В классе Кирка к нему не подходила, а в личку прислала сообщение: «Ты что не пришёл на вокзал, спишь долго?». Он целый вечер и целое утро думал, что ответить, и в классе сидел — думал, не глядя в её сторону, а поздно вечером написал: «Ага, спать люблю долго». Назавтра от Кирки пришло сообщение: «Если тебе не дают дома денег, то это не проблема». И на уроках потом он чувствовал на себе её взгляд. Кирка ждала от него чего-то, и он не понимал, чего.
Настал день, когда он только вышел на улицу после уроков, и Кирка вдруг очутилась рядом и пошла по улице вместе с ним. Она трещала про то, что Катушкин сегодня свалил в коридоре пальму — носится, как ураган, он и колонну бы снёс, наверное. И малявка Котова утащила для него из чужого класса совок и веник, а чужая учительница, не поняв ничего, погналась за ней, и всем было смешно. И она, Кирка, вечером про всё напишет на форуме, если её только не опередят.
— Алая Роза, как ни откроешь форум, всегда он-лайн, не заметил? — спрашивала она Мишку.

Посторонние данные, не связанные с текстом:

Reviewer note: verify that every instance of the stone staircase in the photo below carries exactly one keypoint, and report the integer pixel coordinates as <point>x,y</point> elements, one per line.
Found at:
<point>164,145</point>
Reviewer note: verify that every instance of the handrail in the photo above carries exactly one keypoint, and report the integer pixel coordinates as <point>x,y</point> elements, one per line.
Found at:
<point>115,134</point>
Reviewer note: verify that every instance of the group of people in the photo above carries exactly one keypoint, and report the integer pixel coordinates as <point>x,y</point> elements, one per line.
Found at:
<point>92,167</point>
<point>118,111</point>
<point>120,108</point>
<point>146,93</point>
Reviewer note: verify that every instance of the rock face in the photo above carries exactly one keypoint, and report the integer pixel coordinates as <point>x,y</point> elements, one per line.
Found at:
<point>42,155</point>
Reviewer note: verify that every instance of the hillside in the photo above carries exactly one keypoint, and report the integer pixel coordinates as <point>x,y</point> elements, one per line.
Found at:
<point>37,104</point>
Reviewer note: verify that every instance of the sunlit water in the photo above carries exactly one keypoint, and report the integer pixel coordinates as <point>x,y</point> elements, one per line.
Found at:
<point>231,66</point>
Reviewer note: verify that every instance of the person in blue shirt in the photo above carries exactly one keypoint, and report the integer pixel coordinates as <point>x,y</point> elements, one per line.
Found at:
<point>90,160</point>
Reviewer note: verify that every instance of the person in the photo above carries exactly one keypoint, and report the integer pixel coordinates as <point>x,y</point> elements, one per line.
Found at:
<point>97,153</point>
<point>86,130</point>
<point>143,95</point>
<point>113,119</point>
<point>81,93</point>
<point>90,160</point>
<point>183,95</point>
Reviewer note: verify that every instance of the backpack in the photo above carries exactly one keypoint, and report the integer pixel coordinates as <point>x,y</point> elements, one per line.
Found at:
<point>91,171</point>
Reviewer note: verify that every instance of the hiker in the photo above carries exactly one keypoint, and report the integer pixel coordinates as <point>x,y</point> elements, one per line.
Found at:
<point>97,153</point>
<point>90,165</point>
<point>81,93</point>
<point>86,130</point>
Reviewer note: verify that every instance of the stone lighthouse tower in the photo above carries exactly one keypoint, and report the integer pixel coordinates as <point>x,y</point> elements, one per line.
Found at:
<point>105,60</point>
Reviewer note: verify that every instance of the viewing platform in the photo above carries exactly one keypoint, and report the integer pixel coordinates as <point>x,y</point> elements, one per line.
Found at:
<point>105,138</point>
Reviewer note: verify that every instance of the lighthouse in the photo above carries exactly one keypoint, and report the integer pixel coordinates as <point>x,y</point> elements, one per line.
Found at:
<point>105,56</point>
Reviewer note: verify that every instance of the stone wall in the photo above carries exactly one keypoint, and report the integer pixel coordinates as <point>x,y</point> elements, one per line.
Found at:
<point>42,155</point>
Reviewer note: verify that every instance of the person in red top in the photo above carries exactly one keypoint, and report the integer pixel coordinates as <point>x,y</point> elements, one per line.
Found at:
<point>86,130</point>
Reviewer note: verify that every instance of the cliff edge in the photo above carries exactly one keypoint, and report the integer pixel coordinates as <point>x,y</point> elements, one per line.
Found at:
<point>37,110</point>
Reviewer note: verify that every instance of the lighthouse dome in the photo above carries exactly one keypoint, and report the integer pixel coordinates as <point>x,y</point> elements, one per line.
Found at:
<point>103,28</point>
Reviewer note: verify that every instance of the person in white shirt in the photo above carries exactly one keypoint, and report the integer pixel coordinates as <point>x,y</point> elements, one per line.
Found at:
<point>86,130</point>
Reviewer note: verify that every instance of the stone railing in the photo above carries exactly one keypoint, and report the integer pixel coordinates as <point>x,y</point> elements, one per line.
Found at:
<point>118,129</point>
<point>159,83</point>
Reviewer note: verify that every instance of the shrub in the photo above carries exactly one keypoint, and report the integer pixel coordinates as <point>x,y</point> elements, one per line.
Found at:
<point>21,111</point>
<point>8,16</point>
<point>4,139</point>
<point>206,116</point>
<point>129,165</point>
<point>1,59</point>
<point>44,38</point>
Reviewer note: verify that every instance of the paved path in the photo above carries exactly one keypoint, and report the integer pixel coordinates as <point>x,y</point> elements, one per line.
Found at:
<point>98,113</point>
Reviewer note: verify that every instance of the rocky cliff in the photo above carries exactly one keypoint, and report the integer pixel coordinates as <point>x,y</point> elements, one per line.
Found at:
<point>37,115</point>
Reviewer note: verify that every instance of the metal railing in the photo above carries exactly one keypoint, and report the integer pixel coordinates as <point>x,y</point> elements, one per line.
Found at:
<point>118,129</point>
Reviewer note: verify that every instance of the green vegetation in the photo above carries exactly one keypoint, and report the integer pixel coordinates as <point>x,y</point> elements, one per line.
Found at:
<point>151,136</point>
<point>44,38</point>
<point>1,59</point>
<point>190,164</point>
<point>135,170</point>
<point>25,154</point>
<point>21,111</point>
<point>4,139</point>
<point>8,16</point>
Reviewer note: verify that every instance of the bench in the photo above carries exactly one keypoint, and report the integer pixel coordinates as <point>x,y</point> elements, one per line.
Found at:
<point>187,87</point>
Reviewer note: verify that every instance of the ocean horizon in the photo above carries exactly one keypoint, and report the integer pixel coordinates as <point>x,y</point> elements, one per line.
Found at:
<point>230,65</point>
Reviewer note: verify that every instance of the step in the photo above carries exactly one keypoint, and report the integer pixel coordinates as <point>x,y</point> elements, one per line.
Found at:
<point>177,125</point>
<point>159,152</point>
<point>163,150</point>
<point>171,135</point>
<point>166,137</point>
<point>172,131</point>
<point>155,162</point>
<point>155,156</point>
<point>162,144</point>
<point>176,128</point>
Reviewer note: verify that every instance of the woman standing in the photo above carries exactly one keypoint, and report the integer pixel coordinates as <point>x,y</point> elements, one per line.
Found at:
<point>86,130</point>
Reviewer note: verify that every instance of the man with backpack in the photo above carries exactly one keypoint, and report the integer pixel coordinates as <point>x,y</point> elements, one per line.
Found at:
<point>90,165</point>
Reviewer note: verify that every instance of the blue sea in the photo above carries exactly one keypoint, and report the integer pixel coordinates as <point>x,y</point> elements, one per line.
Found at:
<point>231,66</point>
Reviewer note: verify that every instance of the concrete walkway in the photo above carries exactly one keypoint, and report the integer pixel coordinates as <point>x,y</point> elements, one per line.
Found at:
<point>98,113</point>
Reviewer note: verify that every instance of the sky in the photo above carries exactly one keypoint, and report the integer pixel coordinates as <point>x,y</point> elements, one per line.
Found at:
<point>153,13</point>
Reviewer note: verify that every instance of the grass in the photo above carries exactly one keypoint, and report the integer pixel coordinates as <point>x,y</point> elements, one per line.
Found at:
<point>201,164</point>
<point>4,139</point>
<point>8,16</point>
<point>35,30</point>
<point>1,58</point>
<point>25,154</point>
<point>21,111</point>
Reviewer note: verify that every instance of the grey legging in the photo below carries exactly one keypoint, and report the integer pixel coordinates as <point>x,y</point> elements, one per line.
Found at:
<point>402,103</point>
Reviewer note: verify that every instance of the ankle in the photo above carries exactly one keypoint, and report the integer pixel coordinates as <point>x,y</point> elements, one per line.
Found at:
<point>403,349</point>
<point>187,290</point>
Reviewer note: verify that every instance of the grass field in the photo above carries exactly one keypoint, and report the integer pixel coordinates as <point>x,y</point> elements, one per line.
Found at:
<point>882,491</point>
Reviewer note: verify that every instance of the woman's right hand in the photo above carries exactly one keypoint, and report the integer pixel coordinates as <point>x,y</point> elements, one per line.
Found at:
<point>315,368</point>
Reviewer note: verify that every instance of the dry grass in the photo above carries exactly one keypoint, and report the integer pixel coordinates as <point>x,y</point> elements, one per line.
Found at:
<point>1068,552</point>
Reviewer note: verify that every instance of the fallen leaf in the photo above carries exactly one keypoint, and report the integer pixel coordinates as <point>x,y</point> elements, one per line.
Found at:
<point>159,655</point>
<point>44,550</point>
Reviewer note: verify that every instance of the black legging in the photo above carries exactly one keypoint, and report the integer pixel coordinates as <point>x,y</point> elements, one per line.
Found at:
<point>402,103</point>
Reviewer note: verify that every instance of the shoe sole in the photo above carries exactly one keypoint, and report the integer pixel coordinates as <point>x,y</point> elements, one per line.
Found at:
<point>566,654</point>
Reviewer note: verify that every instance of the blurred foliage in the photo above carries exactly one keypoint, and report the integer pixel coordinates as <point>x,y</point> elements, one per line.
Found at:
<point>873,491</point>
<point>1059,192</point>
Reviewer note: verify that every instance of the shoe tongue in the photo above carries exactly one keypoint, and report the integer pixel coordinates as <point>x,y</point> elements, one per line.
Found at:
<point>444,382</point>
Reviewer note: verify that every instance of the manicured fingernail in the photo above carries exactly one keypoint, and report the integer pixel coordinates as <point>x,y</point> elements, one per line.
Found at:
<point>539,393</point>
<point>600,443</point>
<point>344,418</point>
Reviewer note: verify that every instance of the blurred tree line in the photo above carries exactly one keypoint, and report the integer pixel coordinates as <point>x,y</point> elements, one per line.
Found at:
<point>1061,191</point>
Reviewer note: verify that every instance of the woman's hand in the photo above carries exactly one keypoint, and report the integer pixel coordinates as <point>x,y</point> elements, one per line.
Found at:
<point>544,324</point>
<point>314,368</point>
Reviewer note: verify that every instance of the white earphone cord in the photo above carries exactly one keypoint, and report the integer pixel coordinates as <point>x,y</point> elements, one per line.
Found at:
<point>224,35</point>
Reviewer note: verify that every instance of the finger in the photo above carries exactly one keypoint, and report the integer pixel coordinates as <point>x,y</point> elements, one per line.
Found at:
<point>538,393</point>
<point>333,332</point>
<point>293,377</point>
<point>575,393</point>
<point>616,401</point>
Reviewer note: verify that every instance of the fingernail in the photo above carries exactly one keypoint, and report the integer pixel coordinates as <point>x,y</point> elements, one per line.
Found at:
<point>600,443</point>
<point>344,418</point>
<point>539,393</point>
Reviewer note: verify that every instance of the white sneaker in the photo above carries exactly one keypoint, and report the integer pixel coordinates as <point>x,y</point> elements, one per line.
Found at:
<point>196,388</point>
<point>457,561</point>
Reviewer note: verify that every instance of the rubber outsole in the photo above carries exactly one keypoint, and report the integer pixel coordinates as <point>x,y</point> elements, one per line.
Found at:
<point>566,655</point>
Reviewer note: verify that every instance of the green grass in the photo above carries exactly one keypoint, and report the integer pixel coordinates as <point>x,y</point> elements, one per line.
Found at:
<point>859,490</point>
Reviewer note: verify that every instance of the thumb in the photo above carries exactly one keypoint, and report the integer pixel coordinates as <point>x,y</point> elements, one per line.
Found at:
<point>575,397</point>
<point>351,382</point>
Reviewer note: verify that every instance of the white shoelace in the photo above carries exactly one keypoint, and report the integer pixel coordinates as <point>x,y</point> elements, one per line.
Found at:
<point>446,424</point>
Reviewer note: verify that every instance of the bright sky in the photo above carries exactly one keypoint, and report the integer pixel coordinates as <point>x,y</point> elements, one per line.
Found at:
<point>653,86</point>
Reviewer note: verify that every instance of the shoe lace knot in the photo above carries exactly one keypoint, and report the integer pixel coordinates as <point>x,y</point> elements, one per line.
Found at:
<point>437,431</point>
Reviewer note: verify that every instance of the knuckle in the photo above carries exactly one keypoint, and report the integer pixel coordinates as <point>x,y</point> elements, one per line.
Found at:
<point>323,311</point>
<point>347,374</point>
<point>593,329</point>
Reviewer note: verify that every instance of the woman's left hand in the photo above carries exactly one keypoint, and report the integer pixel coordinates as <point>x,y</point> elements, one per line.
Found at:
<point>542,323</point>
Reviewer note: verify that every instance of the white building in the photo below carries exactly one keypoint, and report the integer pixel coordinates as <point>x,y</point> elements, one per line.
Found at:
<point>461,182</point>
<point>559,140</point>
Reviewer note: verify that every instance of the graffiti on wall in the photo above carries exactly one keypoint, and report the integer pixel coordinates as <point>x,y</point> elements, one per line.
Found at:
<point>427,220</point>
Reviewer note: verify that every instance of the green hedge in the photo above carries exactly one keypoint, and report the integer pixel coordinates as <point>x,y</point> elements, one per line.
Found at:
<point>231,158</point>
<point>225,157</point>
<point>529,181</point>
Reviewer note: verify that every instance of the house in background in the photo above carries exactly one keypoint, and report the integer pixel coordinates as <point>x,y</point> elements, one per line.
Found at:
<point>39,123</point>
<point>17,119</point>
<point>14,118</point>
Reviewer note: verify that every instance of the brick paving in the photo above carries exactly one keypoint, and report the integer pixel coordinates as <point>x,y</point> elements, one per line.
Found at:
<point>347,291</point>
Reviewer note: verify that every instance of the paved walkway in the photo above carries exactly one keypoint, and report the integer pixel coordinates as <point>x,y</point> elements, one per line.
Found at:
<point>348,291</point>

И он в растерянности кивал, а она быстро искала, о чём заговоить ещё, точно боялась остановиться, чтобы он не спросил: «А тебе, вообще-то, куда?» И так они дошли до его троллейбусной остановки, и он прыгнул в троллейбус, и уже потом спохватился и буркнул:
— Пока.
А назавтра он уже думал, подойдёт она после уроков или не подойдёт, а она в классе на него не обращала внимания, но на улице — да, подошла! И опять она говорила без передышки, и он думал: «Она тоже умная, как Майракпак. Они обе умные, но она другая».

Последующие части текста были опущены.